During Ukraine’s digital transformation, special attention is drawn to the growing role of crypto assets. In light of global trends and increasing interest in decentralized financial technologies, Ukrainian lawmakers must implement a clear, effective, and fair taxation system for digital asset transactions.
Ukraine Applies Tax on Crypto Transactions
According to the latest proposal, the government plans to levy an 18% tax on capital gains from buying, selling, or trading crypto assets. Similar to traditional financial markets, profits earned through crypto transactions will be subject to tax.

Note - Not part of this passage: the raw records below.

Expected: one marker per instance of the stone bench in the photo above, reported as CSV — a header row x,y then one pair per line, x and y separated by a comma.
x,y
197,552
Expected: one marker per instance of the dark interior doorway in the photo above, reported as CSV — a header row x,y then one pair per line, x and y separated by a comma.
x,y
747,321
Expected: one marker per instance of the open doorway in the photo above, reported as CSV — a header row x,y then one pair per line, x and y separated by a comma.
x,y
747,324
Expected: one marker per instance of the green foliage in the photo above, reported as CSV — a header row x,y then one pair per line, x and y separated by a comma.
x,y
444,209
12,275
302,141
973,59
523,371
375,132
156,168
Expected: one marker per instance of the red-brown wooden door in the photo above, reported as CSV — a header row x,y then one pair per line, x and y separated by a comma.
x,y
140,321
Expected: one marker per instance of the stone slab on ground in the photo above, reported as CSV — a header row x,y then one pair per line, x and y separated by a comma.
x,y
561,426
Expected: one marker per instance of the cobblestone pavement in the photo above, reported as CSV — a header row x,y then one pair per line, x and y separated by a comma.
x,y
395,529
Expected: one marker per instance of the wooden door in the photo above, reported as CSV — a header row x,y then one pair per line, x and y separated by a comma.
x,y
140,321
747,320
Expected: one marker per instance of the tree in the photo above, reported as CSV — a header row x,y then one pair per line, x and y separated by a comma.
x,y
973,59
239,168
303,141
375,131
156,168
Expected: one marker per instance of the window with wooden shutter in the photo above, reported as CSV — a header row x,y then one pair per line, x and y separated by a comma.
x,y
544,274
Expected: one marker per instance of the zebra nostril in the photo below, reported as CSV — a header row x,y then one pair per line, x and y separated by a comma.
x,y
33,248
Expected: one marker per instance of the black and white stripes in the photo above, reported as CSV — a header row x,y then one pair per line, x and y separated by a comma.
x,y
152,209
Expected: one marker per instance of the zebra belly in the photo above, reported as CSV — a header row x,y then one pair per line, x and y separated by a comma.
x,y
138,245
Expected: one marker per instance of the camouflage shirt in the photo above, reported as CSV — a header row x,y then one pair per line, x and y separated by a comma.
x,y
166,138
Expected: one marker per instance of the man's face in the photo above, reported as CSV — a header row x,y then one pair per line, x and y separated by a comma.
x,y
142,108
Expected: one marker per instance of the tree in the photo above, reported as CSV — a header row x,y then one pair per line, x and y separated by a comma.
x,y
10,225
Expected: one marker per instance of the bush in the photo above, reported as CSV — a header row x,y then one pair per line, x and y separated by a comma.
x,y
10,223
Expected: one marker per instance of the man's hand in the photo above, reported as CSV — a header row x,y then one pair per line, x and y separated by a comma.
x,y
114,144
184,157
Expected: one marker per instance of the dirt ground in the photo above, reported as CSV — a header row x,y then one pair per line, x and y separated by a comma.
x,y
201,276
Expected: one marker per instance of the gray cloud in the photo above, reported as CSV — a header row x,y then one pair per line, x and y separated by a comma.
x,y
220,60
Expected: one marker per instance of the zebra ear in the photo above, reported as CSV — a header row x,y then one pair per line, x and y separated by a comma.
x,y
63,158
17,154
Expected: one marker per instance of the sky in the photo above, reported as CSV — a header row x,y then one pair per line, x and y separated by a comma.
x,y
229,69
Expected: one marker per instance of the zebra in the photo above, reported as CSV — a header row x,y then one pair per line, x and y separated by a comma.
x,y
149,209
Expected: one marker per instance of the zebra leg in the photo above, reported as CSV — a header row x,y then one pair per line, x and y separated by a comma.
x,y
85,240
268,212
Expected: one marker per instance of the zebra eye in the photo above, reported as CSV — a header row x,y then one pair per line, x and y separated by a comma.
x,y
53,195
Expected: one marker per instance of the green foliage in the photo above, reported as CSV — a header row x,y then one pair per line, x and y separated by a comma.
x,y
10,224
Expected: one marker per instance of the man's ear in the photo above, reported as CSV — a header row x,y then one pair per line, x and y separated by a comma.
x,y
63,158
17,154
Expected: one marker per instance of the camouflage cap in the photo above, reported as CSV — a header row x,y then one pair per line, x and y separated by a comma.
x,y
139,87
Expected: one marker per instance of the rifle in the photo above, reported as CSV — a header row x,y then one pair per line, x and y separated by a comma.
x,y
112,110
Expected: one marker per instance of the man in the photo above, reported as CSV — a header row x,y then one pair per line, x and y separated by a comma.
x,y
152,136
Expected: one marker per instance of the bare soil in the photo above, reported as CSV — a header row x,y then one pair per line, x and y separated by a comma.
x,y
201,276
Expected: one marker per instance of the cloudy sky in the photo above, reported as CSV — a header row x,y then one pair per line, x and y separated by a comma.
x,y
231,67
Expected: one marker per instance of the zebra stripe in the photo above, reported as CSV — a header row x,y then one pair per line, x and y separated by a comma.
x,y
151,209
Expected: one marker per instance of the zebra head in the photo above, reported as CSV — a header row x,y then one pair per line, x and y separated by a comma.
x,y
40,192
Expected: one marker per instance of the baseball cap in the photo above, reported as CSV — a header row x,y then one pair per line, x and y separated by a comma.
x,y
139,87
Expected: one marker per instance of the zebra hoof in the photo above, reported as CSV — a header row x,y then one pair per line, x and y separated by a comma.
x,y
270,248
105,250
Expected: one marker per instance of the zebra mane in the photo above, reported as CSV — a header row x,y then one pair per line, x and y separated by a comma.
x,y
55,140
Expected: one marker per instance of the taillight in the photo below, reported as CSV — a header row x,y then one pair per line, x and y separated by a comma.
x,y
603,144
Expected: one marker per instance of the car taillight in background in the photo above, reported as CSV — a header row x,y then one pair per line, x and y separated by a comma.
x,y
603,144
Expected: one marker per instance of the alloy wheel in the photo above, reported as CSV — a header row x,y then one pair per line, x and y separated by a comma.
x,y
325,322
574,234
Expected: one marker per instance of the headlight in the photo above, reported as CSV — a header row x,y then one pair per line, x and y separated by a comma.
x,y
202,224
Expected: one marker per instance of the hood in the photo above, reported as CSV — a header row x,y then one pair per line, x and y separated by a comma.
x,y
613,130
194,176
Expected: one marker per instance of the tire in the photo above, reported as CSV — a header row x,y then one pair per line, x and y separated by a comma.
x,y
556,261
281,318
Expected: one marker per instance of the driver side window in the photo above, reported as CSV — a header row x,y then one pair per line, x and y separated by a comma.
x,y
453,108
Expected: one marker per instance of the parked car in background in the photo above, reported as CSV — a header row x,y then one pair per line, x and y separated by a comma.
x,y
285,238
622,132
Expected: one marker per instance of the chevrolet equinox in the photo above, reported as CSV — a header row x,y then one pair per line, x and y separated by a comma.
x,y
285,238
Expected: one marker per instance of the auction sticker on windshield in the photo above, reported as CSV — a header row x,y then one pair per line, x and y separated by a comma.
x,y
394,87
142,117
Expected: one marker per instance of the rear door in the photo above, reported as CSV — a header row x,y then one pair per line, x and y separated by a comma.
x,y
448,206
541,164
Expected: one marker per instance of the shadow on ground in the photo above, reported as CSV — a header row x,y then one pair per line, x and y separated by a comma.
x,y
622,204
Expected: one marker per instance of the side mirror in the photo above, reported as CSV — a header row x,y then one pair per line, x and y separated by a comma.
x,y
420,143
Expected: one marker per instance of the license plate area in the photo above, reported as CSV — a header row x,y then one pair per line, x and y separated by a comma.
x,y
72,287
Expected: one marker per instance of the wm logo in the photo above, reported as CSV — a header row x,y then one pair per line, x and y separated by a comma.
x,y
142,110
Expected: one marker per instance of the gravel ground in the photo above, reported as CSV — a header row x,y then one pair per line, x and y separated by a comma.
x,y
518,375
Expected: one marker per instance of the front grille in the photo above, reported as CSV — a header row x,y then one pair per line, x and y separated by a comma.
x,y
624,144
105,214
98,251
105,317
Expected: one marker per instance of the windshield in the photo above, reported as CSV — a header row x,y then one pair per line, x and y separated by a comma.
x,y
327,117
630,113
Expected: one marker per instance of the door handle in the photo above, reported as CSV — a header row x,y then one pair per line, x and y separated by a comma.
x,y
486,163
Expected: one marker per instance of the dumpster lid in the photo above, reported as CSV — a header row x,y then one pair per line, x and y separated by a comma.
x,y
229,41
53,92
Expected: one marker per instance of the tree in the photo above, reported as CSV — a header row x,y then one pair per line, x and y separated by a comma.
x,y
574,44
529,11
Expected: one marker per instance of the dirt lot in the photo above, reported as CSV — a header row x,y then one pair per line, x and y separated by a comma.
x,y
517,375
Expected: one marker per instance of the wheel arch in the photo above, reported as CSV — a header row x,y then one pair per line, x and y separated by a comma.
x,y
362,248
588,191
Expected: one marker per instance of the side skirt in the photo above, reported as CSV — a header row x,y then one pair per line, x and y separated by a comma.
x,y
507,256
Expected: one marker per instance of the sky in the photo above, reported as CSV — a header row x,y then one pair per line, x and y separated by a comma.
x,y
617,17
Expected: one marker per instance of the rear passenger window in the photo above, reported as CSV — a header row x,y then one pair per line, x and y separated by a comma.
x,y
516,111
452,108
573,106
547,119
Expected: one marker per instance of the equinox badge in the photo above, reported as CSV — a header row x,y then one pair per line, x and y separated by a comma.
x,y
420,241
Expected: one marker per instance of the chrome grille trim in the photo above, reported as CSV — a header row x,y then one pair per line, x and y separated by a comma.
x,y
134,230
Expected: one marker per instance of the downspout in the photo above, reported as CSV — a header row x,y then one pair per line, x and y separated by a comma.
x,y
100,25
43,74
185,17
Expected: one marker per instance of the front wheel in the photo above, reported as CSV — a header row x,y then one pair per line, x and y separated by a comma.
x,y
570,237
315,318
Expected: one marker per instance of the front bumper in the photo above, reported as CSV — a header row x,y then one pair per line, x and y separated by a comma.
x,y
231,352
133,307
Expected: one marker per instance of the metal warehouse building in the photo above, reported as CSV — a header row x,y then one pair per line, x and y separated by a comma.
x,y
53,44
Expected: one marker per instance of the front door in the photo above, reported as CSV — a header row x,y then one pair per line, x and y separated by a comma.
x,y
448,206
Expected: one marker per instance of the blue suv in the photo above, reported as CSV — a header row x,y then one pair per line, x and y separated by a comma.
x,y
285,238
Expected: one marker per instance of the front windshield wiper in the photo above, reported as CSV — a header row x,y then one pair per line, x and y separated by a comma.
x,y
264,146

Tax will also apply to individuals and businesses, ensuring a broad reach across the crypto ecosystem. If approved, the proposal will mark a significant step in Ukraine’s ongoing efforts to regulate the digital economy while providing clarity for investors and companies operating in the space.
The government also added that crypto miners and stakers will face a 5% tax on the income generated from their activities. Mining, which requires significant computational power to verify transactions and secure the network, has been a point of focus due to its environmental impact and energy consumption. Staking, a popular method of earning through crypto holdings, will also fall under the tax regime.
Interestingly, one of the newest aspects of the proposed tax law involves airdrops, the process by which crypto projects distribute free tokens to holders of existing crypto assets. Ukraine intends to tax airdropped tokens as income, requiring individuals to report them on their tax filings and pay applicable taxes. This could impact the airdrop-driven promotions often seen within the crypto sector.
Reasons Behind The Proposal
Notably, the government stated that the Matrix, a system for taxing digital assets, was developed at the initiative and direct involvement of the National Securities and Stock Market Commission (NSSMC). The proposal noted that the experience of leading jurisdictions such as Germany, Switzerland, Estonia, Singapore, and others was considered, as they have already established their approaches to tax accounting for digital asset transactions.
For clarity, the government emphasized that introducing these taxes is necessary to ensure that the crypto market operates within a legal and regulated framework. By imposing taxes, the state aims to generate revenue, combat money laundering and tax evasion, and align with global standards. Meanwhile, aside from crypto taxes, the proposed tax law also included a 5% military levy.